Before she was a star of 'GG2D,' she was known as nightlife It Girl Lisa E.—get the scoop.
She's a television veteran, having starred in hits like House M.D. and our new scripted show Girlfriends' Guide to Divorce.
But before she dominated the small screen, Lisa Edelstein was known in circles for another reason: she was a famous New York City celebutante in the mid-1980s. And her fame was such that she even became the subject of a 1986 New York Times profile, too—written by none other than present-day Op-Ed columnist Maureen Dowd. (Read the original story here.)
In the piece, which was published with the headline Lisa In Wonderland, the actress (a student at New York University) was crowned the "reigning Queen of the Night, Girl of the Moment, new Edie Sedgwick and top 'celebutante' of 1986." In those days, Lisa ran in elite circles with Gotham figures like Village Voice columnist Michael Musto, nightlife kingpin Steve Rubell and Heda Hopper.
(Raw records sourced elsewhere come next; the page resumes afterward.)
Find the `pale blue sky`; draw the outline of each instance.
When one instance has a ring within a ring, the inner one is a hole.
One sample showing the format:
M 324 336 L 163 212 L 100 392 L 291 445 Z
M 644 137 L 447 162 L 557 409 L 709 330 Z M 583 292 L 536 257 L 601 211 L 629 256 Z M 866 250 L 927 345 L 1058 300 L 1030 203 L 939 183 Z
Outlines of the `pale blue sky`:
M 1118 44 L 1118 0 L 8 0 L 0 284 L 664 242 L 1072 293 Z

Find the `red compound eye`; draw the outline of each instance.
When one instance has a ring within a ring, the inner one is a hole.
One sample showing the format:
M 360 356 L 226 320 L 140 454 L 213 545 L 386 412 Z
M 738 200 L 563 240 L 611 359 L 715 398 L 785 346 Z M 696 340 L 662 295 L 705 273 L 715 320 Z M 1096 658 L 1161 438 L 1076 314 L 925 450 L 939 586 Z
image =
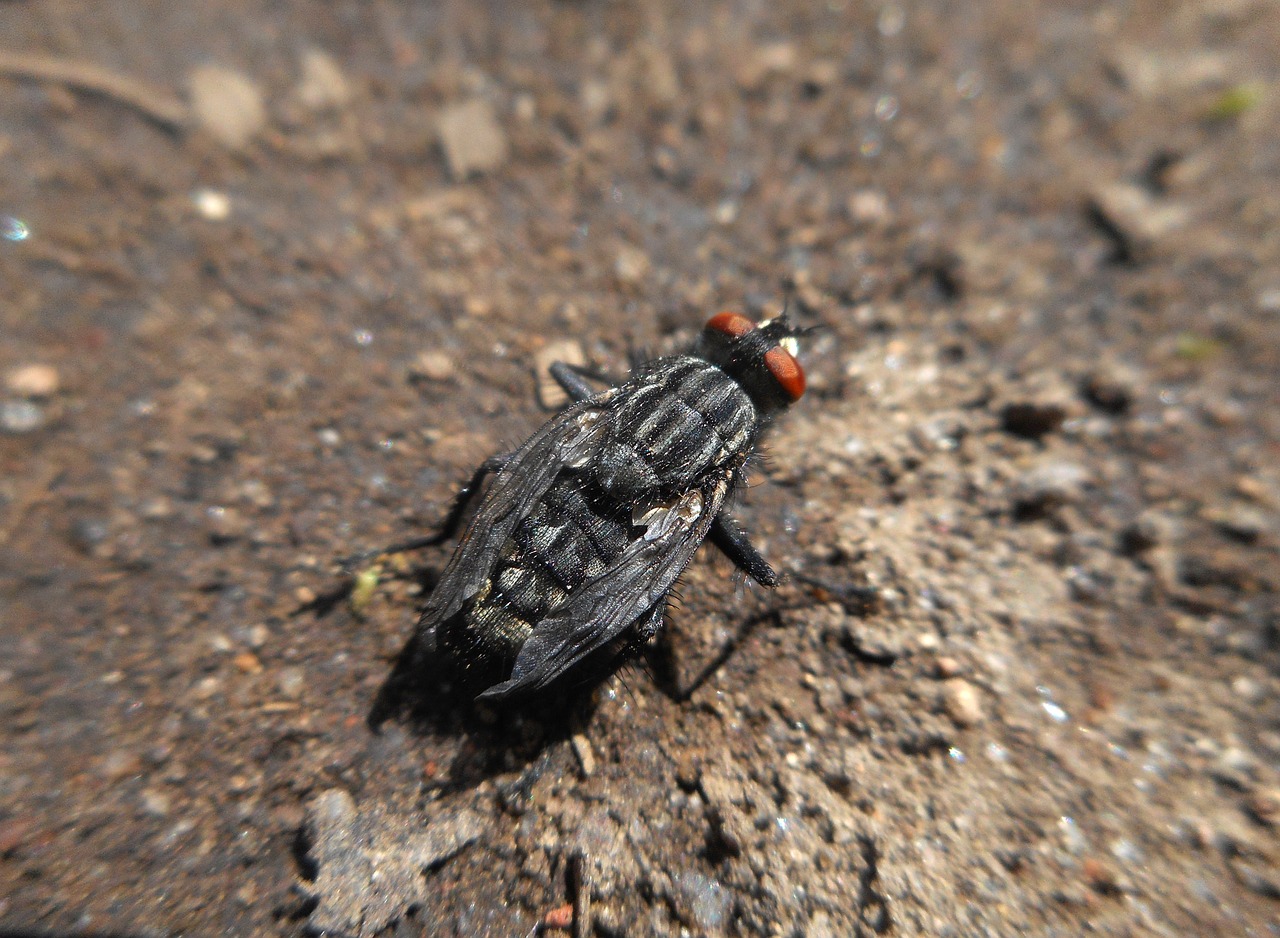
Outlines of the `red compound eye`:
M 755 322 L 737 312 L 718 312 L 704 326 L 712 333 L 724 333 L 731 339 L 741 338 L 755 329 Z
M 765 352 L 764 367 L 769 370 L 773 380 L 778 383 L 792 403 L 804 395 L 804 369 L 787 349 L 776 346 Z

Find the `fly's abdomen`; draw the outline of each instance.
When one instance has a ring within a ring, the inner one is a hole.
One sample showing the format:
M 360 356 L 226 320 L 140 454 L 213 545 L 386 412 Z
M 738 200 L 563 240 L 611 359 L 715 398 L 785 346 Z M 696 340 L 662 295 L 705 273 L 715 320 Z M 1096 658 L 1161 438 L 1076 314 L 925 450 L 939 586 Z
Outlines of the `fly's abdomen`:
M 659 362 L 618 399 L 593 465 L 594 481 L 618 500 L 695 488 L 746 456 L 758 424 L 751 399 L 723 370 L 699 358 Z
M 586 498 L 576 476 L 562 476 L 512 532 L 447 644 L 509 665 L 552 609 L 617 559 L 630 543 L 628 518 Z

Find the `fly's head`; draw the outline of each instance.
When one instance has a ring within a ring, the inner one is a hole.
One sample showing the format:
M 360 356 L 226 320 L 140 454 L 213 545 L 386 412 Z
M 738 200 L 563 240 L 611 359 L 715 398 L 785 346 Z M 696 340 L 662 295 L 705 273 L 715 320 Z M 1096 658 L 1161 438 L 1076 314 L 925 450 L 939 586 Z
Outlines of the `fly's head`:
M 707 320 L 694 354 L 719 366 L 763 413 L 772 413 L 804 394 L 804 369 L 796 361 L 804 331 L 785 312 L 763 322 L 721 312 Z

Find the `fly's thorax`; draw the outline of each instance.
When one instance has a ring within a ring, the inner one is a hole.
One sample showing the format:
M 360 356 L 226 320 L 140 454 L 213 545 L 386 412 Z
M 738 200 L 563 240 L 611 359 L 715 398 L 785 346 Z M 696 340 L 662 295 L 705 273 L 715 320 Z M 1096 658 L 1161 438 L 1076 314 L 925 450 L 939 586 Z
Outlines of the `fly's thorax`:
M 585 472 L 617 503 L 686 491 L 750 454 L 760 417 L 722 369 L 694 356 L 649 362 L 621 389 Z

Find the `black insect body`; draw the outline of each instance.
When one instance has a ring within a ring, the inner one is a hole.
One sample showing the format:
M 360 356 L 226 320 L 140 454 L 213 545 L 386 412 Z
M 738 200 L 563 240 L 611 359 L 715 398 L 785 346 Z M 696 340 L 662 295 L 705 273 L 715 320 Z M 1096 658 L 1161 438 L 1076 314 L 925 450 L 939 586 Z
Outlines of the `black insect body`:
M 483 699 L 596 672 L 650 639 L 667 595 L 708 536 L 765 586 L 777 575 L 722 514 L 771 420 L 804 393 L 786 315 L 759 324 L 719 314 L 682 356 L 639 366 L 576 398 L 497 471 L 419 622 Z M 448 523 L 448 522 L 447 522 Z

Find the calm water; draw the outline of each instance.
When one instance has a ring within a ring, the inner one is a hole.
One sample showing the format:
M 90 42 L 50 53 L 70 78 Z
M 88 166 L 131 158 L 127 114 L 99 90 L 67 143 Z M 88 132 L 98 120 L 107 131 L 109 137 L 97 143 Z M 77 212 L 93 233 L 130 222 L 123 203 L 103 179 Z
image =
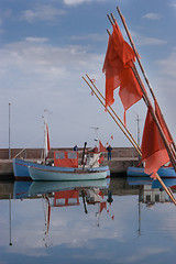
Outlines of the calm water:
M 175 262 L 176 207 L 151 180 L 62 184 L 0 183 L 0 264 Z

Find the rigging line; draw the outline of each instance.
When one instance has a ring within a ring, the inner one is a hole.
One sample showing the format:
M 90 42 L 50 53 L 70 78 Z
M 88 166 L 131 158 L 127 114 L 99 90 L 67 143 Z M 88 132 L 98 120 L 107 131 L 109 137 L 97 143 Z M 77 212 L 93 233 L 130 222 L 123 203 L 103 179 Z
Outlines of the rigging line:
M 90 84 L 86 80 L 85 77 L 82 77 L 82 79 L 86 81 L 86 84 L 89 86 L 89 88 L 92 90 L 92 92 L 96 95 L 96 97 L 98 98 L 98 100 L 101 102 L 101 105 L 106 108 L 105 102 L 99 98 L 99 96 L 97 95 L 97 92 L 94 90 L 94 88 L 90 86 Z M 118 122 L 118 120 L 113 117 L 113 114 L 110 112 L 110 110 L 107 108 L 108 113 L 111 116 L 111 118 L 113 119 L 113 121 L 119 125 L 119 128 L 121 129 L 121 131 L 125 134 L 125 136 L 129 139 L 129 141 L 132 143 L 132 145 L 135 147 L 135 150 L 138 151 L 138 153 L 141 153 L 141 151 L 136 147 L 136 145 L 134 144 L 134 142 L 132 141 L 132 139 L 127 134 L 127 132 L 124 131 L 124 129 L 122 128 L 122 125 Z
M 86 74 L 87 78 L 89 79 L 89 81 L 92 84 L 92 86 L 95 87 L 95 89 L 98 91 L 98 94 L 101 96 L 101 98 L 106 101 L 106 98 L 102 96 L 102 94 L 100 92 L 100 90 L 97 88 L 97 86 L 95 85 L 95 82 L 91 81 L 90 77 Z M 119 116 L 117 114 L 117 112 L 113 110 L 113 108 L 111 106 L 109 106 L 109 109 L 112 111 L 112 113 L 116 116 L 116 118 L 119 120 L 119 122 L 121 123 L 121 125 L 123 127 L 123 129 L 127 131 L 127 133 L 129 134 L 129 136 L 131 136 L 131 139 L 133 140 L 134 144 L 136 145 L 136 147 L 140 150 L 140 145 L 136 143 L 136 141 L 134 140 L 134 138 L 132 136 L 132 134 L 130 133 L 130 131 L 128 130 L 128 128 L 123 124 L 123 122 L 121 121 L 121 119 L 119 118 Z

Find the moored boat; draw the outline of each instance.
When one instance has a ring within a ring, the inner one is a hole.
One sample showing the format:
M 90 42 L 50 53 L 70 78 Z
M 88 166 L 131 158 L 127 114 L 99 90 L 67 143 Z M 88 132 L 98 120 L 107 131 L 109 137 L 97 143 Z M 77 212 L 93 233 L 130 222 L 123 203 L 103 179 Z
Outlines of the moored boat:
M 33 180 L 92 180 L 107 178 L 106 170 L 74 169 L 73 172 L 29 167 Z

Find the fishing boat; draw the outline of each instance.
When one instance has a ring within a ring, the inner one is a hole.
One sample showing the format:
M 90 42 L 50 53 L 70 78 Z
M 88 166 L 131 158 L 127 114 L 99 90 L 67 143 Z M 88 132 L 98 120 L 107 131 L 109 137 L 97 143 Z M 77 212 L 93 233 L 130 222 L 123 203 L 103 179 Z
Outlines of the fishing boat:
M 176 178 L 176 172 L 173 167 L 161 167 L 157 170 L 160 177 Z M 144 172 L 144 167 L 128 167 L 128 176 L 148 177 L 151 175 Z
M 84 174 L 92 174 L 96 173 L 96 177 L 98 178 L 105 178 L 110 176 L 110 169 L 108 165 L 100 165 L 101 162 L 101 152 L 88 152 L 86 151 L 86 142 L 81 155 L 81 161 L 79 163 L 78 158 L 78 151 L 55 151 L 54 152 L 54 162 L 47 163 L 48 152 L 51 150 L 50 147 L 50 139 L 48 139 L 48 128 L 47 123 L 45 122 L 45 146 L 44 146 L 44 158 L 37 162 L 22 160 L 22 158 L 13 158 L 13 173 L 14 178 L 16 180 L 32 180 L 31 174 L 29 172 L 29 167 L 38 168 L 40 172 L 58 172 L 58 173 L 75 173 L 77 170 L 77 174 L 84 175 Z M 82 174 L 84 172 L 84 174 Z M 98 173 L 98 174 L 97 174 Z M 77 176 L 77 179 L 79 179 Z M 85 178 L 88 178 L 88 176 Z M 69 179 L 70 180 L 70 179 Z
M 29 167 L 29 172 L 33 180 L 91 180 L 107 178 L 106 170 L 74 169 L 73 172 L 64 172 L 48 167 L 47 169 L 43 169 L 33 166 Z

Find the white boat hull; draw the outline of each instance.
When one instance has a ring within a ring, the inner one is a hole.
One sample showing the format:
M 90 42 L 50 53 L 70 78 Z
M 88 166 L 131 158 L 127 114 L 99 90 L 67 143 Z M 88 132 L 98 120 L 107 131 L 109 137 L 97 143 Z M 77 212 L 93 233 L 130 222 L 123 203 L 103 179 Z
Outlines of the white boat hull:
M 33 180 L 91 180 L 107 178 L 107 172 L 54 172 L 37 167 L 29 167 L 30 176 Z

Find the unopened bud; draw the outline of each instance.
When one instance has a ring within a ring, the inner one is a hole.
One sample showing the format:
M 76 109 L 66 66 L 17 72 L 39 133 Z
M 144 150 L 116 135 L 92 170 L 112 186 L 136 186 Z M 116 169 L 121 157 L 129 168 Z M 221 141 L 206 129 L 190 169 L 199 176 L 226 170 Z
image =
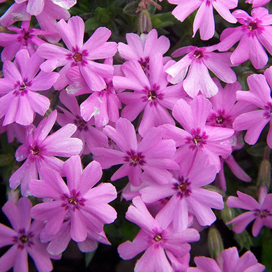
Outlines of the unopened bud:
M 140 34 L 148 33 L 152 29 L 151 19 L 147 10 L 143 10 L 139 13 L 138 30 Z
M 264 159 L 259 167 L 258 177 L 257 184 L 258 186 L 266 186 L 270 188 L 270 181 L 271 176 L 271 166 L 269 162 L 269 147 L 266 147 L 264 150 Z
M 213 259 L 218 257 L 224 250 L 221 235 L 215 227 L 210 227 L 209 229 L 208 245 L 211 257 Z
M 224 204 L 224 209 L 221 211 L 221 218 L 225 224 L 232 221 L 235 217 L 235 211 L 232 208 L 227 206 L 226 202 Z

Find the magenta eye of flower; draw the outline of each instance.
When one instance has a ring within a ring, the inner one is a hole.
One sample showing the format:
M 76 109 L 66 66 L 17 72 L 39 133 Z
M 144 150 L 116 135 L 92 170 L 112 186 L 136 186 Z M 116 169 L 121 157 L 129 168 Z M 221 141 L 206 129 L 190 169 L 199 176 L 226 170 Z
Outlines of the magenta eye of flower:
M 149 100 L 153 101 L 157 98 L 157 95 L 155 91 L 149 91 Z
M 144 165 L 146 162 L 144 160 L 144 156 L 142 152 L 135 152 L 133 150 L 126 152 L 128 156 L 123 157 L 123 160 L 126 163 L 129 163 L 130 166 Z
M 248 29 L 250 31 L 255 30 L 258 28 L 256 21 L 250 22 L 248 25 Z
M 73 56 L 75 61 L 81 61 L 82 60 L 82 54 L 77 52 Z
M 193 56 L 197 59 L 199 59 L 203 57 L 203 54 L 200 50 L 197 50 L 195 51 Z
M 270 211 L 267 209 L 264 210 L 259 210 L 258 209 L 254 210 L 255 212 L 255 216 L 259 216 L 261 218 L 266 218 L 267 216 L 272 216 L 272 213 L 270 213 Z
M 32 155 L 40 156 L 40 147 L 35 146 L 31 147 L 30 149 L 30 152 L 31 153 Z
M 162 234 L 157 233 L 157 234 L 155 235 L 153 239 L 156 242 L 158 242 L 163 239 Z

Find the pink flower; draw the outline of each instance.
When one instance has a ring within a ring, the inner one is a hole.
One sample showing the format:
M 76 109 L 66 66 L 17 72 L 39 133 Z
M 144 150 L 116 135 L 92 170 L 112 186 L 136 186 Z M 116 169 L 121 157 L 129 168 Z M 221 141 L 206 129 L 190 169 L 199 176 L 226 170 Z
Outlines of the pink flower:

She could also be seen hanging out in the same room as Andy Warhol.
So what's it like to look back on her life then? "It was the perfect place to be a wild, young adult," Lisa tells the Daily Dish. "I had friends of all ages and from all walks of life and I drank that sh-- up! I found it so refreshing to see people living their lives so far beyond the edge of socially acceptable. Today I find ginger kale pineapple juice refreshing. I also drink that sh-- up."
Back in the mid-80s, Lisa worked as a bartender at the Palladium and hung out as some of the city's most revered institutions, including Danceteria (where Madonna got her start), Limelight and the Tunnel.
I had friends of all ages and from all walks of life and I drank that sh-- up!
A lot has changed since then. These days, Lisa is a happily-married newlywed and yoga enthusiast. And while she may have left nightlife behind, she's definitely there in spirit. "As far as club culture goes now, I’m sure cool little places pop up all over the world," she says. "Things like that are no longer defined geographically. People find each other from great distances in a way they couldn’t do back then."
And she's also psyched when people bring up her club kid past: "People who know me from back then still call me Lisa E.," she says. "I love that! And my name is actually Lisa E. Edelstein. Shoulda used that name professionally, damn it!"